1. What did you do this past week?
Since I had already finished the first project (Collatz), I really didn’t do anything much this past week besides attend the regularly scheduled lectures. However, after learning about the possibility of other solutions to the problem such as employing an eager or a meta cache, I might experiment with those over the weekend.
2. What’s in your way?
So far I am smooth sailing in juggling classwork and research. Most of the classes I am taking I already have a degree of experience in (including Dr. Downing’s class), so during the beginning of the semester now I am mostly reviewing contents. However, the first wave of midterms is approaching fast, so I will probably start to feel the pressure around next week.
3. What will you do next week?
Hopefully next week project two will be introduced so that I can get a head-start on it. If not, I am planning to apply some of the tools learned in Dr. Downing’s class towards other projects I am working on, specifically continuous integration and unit testing. However, I cannot use the existing set up as it is since the other projects I am working on requires data science packages such as Pandas
, NumPy
, Matplotlib
, and scikit-learn
that are not installed in Dr. Downing’s docker image. Hence, next week I would likely spent time on writing and building my own docker hub image containing all these auxiliary libraries in addition to the tool chains we are learning right now (ie. unittest
, coverage
, pylint
, etc).
4. If you read it, what did you think of the Continuous Integration?
The Continuous Integration article by Martin Fowler was lengthy yet well embellished, providing an excellent in-depth analysis at the benefits and struggles with Continuous Integration. I completely agree that the integration phase of any software development is likely the most indeterminate in terms of duration and process. Therefore, the ability to quickly identify build problems and ensure cohesion, as provided by applying daily, Continuous Integration, is essential to success. Not only so, but all of these benefits are easily streamlined and distributed, which establishes another significant advantage: easy of usage. In conclusion, when applied in conjecture with a good unit testing suite, Continuous Integration leads to a conspicuous reduction in bugs and serves as an invaluable tool for any serious software development.
5. What was your experience of Collatz?
Since I had previously taken Dr. Downing’s class in Object Oriented Programming, I am very familiar with the Collatz Conjecture and have previously coded the solution to the first project in C++.
6. What was your experience of exceptions?
I have learned many times about exceptions in various languages, specifically Java, C++, and now Python. However, in practice I have never really written code containing exceptions, as most of academia code is not meant for public deployment and with professor guarding against possible exceptions that could throw off autograding scripts. Hence, my knowledge of exceptions are mainly theoretical and less practical.

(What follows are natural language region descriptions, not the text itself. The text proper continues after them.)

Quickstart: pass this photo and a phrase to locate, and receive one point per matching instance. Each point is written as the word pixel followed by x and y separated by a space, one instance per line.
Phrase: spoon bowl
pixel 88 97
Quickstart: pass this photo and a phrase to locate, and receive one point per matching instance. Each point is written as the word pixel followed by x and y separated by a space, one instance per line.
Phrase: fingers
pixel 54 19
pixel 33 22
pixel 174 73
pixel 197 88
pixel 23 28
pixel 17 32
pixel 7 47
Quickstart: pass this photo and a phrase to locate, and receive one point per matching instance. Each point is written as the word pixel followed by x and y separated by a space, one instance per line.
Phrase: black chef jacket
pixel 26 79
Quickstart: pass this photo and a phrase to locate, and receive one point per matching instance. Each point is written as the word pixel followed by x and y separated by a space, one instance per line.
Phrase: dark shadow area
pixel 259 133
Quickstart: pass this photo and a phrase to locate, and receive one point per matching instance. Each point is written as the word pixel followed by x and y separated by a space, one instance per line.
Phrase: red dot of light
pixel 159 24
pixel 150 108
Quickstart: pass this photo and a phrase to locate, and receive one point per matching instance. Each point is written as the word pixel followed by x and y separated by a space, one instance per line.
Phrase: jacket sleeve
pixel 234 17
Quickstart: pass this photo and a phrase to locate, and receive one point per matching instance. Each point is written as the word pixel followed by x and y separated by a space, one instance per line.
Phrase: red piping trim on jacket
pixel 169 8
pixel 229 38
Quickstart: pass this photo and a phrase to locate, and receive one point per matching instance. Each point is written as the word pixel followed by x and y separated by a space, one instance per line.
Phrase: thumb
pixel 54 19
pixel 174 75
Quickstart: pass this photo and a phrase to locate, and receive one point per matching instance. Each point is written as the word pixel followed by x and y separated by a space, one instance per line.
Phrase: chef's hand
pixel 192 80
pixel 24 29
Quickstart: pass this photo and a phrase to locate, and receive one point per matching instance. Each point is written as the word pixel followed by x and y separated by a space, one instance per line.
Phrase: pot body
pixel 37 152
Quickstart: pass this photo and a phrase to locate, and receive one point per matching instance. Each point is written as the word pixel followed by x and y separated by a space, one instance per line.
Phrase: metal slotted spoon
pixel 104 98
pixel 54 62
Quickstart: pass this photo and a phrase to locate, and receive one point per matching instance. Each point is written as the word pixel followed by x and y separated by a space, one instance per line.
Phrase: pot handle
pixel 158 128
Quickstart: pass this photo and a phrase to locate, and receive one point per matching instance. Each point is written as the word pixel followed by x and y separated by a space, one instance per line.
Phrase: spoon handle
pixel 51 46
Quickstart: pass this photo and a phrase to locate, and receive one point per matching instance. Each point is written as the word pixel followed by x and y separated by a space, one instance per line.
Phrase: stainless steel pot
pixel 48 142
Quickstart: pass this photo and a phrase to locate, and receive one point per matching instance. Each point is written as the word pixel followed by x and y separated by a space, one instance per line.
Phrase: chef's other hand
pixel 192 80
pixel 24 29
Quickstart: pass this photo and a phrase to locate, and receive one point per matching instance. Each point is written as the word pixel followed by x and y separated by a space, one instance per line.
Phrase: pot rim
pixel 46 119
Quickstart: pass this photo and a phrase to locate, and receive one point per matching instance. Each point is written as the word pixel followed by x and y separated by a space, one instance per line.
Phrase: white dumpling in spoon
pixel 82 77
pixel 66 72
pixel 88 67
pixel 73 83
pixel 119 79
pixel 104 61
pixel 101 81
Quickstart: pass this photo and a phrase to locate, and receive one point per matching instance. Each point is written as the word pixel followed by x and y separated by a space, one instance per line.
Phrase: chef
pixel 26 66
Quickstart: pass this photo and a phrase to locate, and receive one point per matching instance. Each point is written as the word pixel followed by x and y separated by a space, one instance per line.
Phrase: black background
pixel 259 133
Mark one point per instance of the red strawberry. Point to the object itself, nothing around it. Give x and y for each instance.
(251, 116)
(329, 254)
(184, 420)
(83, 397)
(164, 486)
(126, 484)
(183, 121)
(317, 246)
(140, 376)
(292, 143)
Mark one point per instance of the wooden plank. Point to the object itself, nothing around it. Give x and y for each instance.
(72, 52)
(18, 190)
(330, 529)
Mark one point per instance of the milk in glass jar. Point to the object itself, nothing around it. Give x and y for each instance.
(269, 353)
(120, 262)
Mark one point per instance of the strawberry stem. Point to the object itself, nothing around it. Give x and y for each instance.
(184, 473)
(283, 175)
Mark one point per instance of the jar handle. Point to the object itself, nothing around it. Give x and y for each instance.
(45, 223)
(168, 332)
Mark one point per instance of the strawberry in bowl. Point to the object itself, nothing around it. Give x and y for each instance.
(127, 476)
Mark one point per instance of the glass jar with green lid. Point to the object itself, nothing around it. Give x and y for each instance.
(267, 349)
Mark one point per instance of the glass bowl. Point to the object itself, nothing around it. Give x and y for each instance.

7. What made you happy this week?
I thought I had missed an assignment to turn in, but it turns out that I heard finish the assignment way ahead of schedule and just forgot about it, so that made me happy that I am really staying on top of my work.
8. What’s your pick-of-the-week or tip-of-the-week
If you find yourself frequently working on some remote server (perhaps one of the public UTCS machines), then you might use Visual Studio Code’s built-in ssh (easiest using a public key) configuration that allows direct edits from your own machine to reflect in the remote server.